— А, это вы? — Александр взял старика за рукав и втащил в камеру. — Заходите, садитесь. — Он подвинул к нему табурет. — Давно ли вы здесь?
Дядя бормотал. Красный платок, вытащенный из заднего кармана сюртука, появился в его руках.
Александр засмеялся.
— Ах, дядя, милый, вы все такой же, — сказал он и поцеловал старика.
Так и не заплакав, дядя спрятал платок.
— Меня прислала Вера.
Александр исчез за тяжелыми, обитыми резиной дверьми звуконепроницаемой камеры и явился несколько минут спустя с зевающим рыжим псом.
— Боюсь, что вы напрасно приехали, дорогой.
— Напрасно? Я приехал поговорить о твоем семействе. Ты считаешь, что это напрасно?
Александр выпустил пса и указал головой на стол, с которого свешивались резиновые баллоны, на сломанный под прямым углом перископ, на извилистую линию наблюдений, отчеркнутую на черном вращающемся цилиндре.
— Поверьте, что эта семья не хуже всякой другой, — мягко сказал он.
Дядя отмахнулся от пса, нюхавшего его ноги, и потрогал пальцем перископ.
— А Дима?
— Отлично живет, вырос, окреп. Алька возится с ним с утра до ночи. Вы помните его? Алька Кастрен.
Они сидели вдвоем в глубоком кожаном кресле, и Димка рассматривал герб республики на пуговицах его военного пиджака.
— Мы с твоим папой стояли на посту, возле гимназии, — рассказывал Кастрен, — и вдруг видим — идет. Мы к нему! «От имени пятого «б» класса, — сказал твой папа, — требую ответа на вопрос: куда ты идешь?»
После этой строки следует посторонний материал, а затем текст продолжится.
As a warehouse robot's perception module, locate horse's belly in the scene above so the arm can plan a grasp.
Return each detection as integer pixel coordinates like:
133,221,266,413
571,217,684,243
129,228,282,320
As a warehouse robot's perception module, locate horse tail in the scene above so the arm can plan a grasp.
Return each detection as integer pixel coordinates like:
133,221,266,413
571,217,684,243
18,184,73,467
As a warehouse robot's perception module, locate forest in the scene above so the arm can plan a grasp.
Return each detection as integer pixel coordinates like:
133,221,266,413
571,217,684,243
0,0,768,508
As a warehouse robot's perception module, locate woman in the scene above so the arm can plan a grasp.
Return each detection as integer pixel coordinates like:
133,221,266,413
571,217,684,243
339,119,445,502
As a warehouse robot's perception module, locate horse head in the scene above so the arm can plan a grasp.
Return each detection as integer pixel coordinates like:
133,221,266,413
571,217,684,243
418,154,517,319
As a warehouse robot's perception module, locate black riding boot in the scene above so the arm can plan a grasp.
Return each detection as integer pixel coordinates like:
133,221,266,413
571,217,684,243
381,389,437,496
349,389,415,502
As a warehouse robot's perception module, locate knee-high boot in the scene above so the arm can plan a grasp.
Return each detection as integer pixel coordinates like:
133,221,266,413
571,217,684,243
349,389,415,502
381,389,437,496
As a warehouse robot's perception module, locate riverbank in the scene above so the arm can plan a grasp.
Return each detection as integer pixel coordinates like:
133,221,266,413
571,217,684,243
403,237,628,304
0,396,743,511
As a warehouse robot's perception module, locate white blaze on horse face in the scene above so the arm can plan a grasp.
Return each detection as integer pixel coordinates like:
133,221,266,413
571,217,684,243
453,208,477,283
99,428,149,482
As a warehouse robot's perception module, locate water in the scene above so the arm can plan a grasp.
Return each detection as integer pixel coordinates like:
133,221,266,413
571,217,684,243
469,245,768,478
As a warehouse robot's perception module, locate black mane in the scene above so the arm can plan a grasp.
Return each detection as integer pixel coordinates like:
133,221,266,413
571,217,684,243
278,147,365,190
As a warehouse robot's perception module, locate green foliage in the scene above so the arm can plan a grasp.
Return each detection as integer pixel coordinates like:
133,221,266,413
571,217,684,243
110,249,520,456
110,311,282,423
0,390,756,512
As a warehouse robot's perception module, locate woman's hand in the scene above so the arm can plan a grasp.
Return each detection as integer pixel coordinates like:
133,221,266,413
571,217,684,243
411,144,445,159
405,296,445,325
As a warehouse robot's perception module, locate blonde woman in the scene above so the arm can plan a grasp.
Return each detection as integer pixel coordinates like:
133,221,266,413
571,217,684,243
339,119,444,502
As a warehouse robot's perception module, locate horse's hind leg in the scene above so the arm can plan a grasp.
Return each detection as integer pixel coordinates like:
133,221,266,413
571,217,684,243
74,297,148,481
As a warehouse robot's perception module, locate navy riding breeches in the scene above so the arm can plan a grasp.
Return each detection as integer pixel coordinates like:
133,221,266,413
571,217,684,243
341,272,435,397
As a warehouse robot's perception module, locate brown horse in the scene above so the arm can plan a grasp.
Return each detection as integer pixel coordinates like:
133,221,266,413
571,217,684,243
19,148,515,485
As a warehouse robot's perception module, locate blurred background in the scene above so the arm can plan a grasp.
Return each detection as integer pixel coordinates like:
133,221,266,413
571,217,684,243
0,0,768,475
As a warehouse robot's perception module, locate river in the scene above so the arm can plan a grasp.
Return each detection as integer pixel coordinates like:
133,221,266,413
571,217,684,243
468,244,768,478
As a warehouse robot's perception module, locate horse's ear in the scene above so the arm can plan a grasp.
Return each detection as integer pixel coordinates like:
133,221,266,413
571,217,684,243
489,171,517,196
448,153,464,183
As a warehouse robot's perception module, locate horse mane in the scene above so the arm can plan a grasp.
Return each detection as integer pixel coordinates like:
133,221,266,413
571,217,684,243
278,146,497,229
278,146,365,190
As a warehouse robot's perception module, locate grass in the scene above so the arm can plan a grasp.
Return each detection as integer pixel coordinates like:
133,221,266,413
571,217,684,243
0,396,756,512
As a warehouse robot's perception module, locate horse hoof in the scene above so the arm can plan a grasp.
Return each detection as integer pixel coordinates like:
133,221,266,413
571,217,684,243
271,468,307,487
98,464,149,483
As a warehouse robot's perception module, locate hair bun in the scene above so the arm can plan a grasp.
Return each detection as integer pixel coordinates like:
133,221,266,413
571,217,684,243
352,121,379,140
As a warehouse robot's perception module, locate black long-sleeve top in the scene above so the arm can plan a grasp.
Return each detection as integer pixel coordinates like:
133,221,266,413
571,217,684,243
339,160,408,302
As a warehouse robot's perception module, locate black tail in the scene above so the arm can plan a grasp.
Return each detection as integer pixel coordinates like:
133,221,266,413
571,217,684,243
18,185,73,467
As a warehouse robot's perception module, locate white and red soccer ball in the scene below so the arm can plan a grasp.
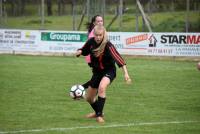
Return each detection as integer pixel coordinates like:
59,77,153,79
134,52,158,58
69,85,85,99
Дядя ходил по комнате, бормоча, косясь на пса.
— Что будет?
Александр потряс его за плечи.
— Поезжайте назад, милый, и скажите Вере, что вы меня не застали, что я на два года командирован институтом в Берлин. А что касается ее коротконогого друга… Вот кому стоило бы на ближайшем съезде выразить благодарность от имени русской науки!
Пес бросился к нему на грудь.
— Ну что, Дружок? — сказал ему Александр. — Согласен ли ты со мной, что, если бы коротконогие с большими челюстями не преследовали меня от гимназии до седых волос, мне не пришла бы в голову наша затея?
Пес лизнул его в губы.
— Но согласись, — сказал пес, — что без моей помощи ты бы запутался и не довел эту затею до конца. Ты слишком много времени уделяешь мелочам. У тебя нет, я бы сказал, синтетической хватки.
9
— Он слишком много времени уделяет мелочам, — повторил пес Александра, вернувшись к себе и пристраиваясь возле сеттера, с которым был связан старинной дружбой. — Ведь, собственно говоря, идея конституционной вражды была известна мне задолго до того, как я начал работать под его руководством. Неожиданным для меня явилось лишь то, что он попытался связать ее с учением об условных рефлексах.
Сеттер пожал плечами.
— С тех пор как я перевелся сюда, — сказал он хмуро, — не прошло еще ни одного дня, чтобы ты не говорил об условных рефлексах. И все говорят о них, решительно все, вплоть до сторожевых собак на институтском дворе. А вот меня гораздо больше занимают вопросы социально-экономического характера. Я размышлял, например, последнее время о причинах мировой войны.
— Так ты полагаешь, — сказал пес Александра с иронией, — что теория конституционной вражды не имеет никакого значения для решения этих вопросов? Вот ты размышлял о причинах мировой войны. А ты никогда не задумывался над тем, что, кроме оленей, муравьев, людей и пчел, ни одно живое существо не ведет со своими сородичами войн?
Сеттер лениво катал в губах полумертвую муху.
— Не вижу связи, — возразил он.
— Ах, не видишь связи? Это потому, что ты работаешь у дурака, — язвительно пробормотал пес Александра. — А мой шеф затеял работу, которая несомненно создаст ему европейское имя. Жаль только, что он так рассеян. Вчера вместо мясного порошка он во все шесть чашек насыпал опилок.